Functional Requirements
The first thing you'll want to do is lock down the core user actions. The magic of Dropbox is that you upload once and your files show up everywhere — without manual intervention.
Core Requirements
- Users can upload a file from any device.
- Files appear on every other signed-in device automatically (sync).
- Users can download files.
- Users can share a file with other users via link or email.
Below the line (out of scope):
- Versioning and rollback to previous file states.
- Collaborative editing (Dropbox Paper / Spaces).
- Desktop client UI and conflict resolution UX details.
We're scoping out versioning because it adds storage overhead and complexity without being core to the basic product. Collaborative editing is a separate product line. The desktop UI is an implementation detail — we care about the API contract, not buttons and animations.
Non-Functional Requirements
Next, you'll outline the core non-functional requirements — the scale, latency, and durability targets that shape every architectural decision.
Core Requirements
- Durability: 11 nines (no data loss). Files are precious; this is the headline requirement.
- Sync latency: <5 seconds p99 from upload completion to availability on a peer device.
- Scale: 500M users, 2GB average per user = ~1 EB total storage.
- Bandwidth efficiency: never re-upload unchanged content across users (block-level deduplication).
- Availability: 99.9%.
- Read:write ratio: ~5:1 (users read files more often than they write).
Below the line (out of scope):
- Real-time collaborative editing latency (sub-second).
- Full-text search across files.
Durability dominates the design — you can't lose a user's files. Sync latency is user-visible; seconds matter. Bandwidth is critical at 1 EB scale: if every user re-uploaded a 10 MB file, that's 5 EB of redundant traffic. Instead, we split files into blocks, hash each block, and deduplicate across the entire user base — a single file edited by 10M users costs storage once, with links to that block from each user's namespace.
The Set Up
Defining the Core Entities
Start with the nouns in the system. Don't get too detailed yet — just name the concepts.
- User: who owns the files and devices.
- File: a logical file (path, name, owner, current version).
- FileBlock: a chunk of a file's content, addressed by its SHA-256 hash. Immutable once written.
- Device: an installation of the Dropbox client on a user's machine. Syncs independently.
- ShareLink: a publicly accessible link to a file, owned by a user, with permissions and expiration.
The API
Walk through each core requirement and define the endpoints that satisfy it.

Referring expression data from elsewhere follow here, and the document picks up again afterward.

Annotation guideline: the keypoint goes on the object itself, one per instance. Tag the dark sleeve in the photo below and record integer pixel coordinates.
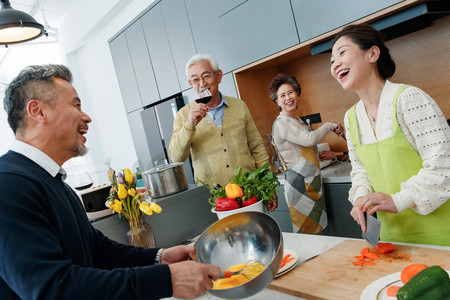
(35, 262)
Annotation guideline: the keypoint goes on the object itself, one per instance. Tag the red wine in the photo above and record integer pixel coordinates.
(83, 187)
(204, 100)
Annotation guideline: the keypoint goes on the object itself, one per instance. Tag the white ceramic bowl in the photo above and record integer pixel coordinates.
(258, 206)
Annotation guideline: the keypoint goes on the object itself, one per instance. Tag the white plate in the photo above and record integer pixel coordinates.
(377, 289)
(290, 265)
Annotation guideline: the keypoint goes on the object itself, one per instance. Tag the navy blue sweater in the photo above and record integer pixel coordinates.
(49, 249)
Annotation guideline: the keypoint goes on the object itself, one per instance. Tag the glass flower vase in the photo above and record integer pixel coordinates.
(140, 234)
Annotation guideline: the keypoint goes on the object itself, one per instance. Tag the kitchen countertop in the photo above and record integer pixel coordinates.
(306, 246)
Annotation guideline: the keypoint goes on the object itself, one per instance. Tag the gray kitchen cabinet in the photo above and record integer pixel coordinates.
(227, 86)
(153, 137)
(139, 139)
(160, 52)
(225, 6)
(142, 64)
(180, 37)
(204, 20)
(256, 29)
(184, 216)
(314, 18)
(340, 223)
(125, 73)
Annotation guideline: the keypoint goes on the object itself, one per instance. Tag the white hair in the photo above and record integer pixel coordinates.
(199, 57)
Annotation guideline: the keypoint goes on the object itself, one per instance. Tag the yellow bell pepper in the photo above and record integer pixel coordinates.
(122, 192)
(132, 192)
(233, 191)
(128, 175)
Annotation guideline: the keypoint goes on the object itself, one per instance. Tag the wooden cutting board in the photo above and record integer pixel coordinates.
(331, 275)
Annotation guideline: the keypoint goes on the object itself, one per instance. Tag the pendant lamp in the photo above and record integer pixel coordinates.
(17, 26)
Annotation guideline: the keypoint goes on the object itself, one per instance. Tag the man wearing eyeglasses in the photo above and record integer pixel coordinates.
(219, 135)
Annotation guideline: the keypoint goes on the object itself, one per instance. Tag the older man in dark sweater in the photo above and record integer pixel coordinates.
(48, 248)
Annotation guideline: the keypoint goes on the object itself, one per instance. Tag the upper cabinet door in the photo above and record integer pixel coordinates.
(204, 19)
(256, 29)
(317, 17)
(125, 73)
(180, 37)
(160, 52)
(141, 63)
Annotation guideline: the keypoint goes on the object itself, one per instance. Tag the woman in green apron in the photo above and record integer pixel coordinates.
(398, 141)
(296, 146)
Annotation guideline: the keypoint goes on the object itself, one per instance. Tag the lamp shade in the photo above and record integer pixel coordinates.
(17, 26)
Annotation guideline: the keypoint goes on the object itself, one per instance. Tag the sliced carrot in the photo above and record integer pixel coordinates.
(410, 271)
(392, 291)
(385, 247)
(371, 255)
(365, 250)
(287, 258)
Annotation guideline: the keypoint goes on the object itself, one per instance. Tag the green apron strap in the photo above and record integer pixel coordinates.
(353, 126)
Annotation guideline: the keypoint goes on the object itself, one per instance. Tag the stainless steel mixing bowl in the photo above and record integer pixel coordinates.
(237, 239)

These become the reference for your high-level design.
// Upload a file (or update an existing one)
POST /files/upload
{
"path": "/Documents/report.pdf",
"blocks": [
{ "hash": "abc123...", "size": 4194304 },
{ "hash": "def456...", "size": 2097152 }
]
}
->
{
"missingBlockHashes": ["abc123...", "def456..."],
"fileId": "file_xyz"
}
// Upload a block (binary)
PUT /blocks/:hash
<binary block content>
->
{
"hash": "abc123...",
"size": 4194304
}
// Download a file
GET /files/:fileId
->
{
"fileId": "file_xyz",
"path": "/Documents/report.pdf",
"version": 3,
"blocks": [
{ "hash": "abc123...", "size": 4194304 },
{ "hash": "def456...", "size": 2097152 }
]
}
// Download a block (binary)
GET /blocks/:hash
->
<binary block content>
// List changes since a cursor (for sync)

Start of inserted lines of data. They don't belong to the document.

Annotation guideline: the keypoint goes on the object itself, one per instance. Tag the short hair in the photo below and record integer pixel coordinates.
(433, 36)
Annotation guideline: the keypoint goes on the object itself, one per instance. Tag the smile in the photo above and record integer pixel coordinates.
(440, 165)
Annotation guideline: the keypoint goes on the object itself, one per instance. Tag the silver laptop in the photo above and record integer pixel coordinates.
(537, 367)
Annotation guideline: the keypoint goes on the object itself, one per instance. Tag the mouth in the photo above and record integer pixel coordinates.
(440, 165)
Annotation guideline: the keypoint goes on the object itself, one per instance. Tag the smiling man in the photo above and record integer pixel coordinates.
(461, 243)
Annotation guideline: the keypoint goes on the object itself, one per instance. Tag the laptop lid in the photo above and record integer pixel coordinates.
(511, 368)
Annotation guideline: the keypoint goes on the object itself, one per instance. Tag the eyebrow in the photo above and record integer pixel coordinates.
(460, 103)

GET /sync?cursor=1234567890
->
{
"changes": [
{
"type": "file_created",
"path": "/Documents/report.pdf",
"fileId": "file_xyz",
"version": 1,
"timestamp": 1234567890
},
{
"type": "file_updated",
"path": "/Documents/report.pdf",
"fileId": "file_xyz",
"version": 2,
"timestamp": 1234567891
}
],
"nextCursor": 1234567891
}
// Subscribe to sync notifications (push)
WS /sync/subscribe
->
{ "type": "cursor_advanced", "newCursor": 1234567891 }
// Create a share link
POST /share
{
"fileId": "file_xyz",
"scope": "public"
}
->
{
"shareUrl": "https://dl.dropbox.com/share/abc123..."
}
High-Level Design
Now we'll walk the architecture one requirement at a time.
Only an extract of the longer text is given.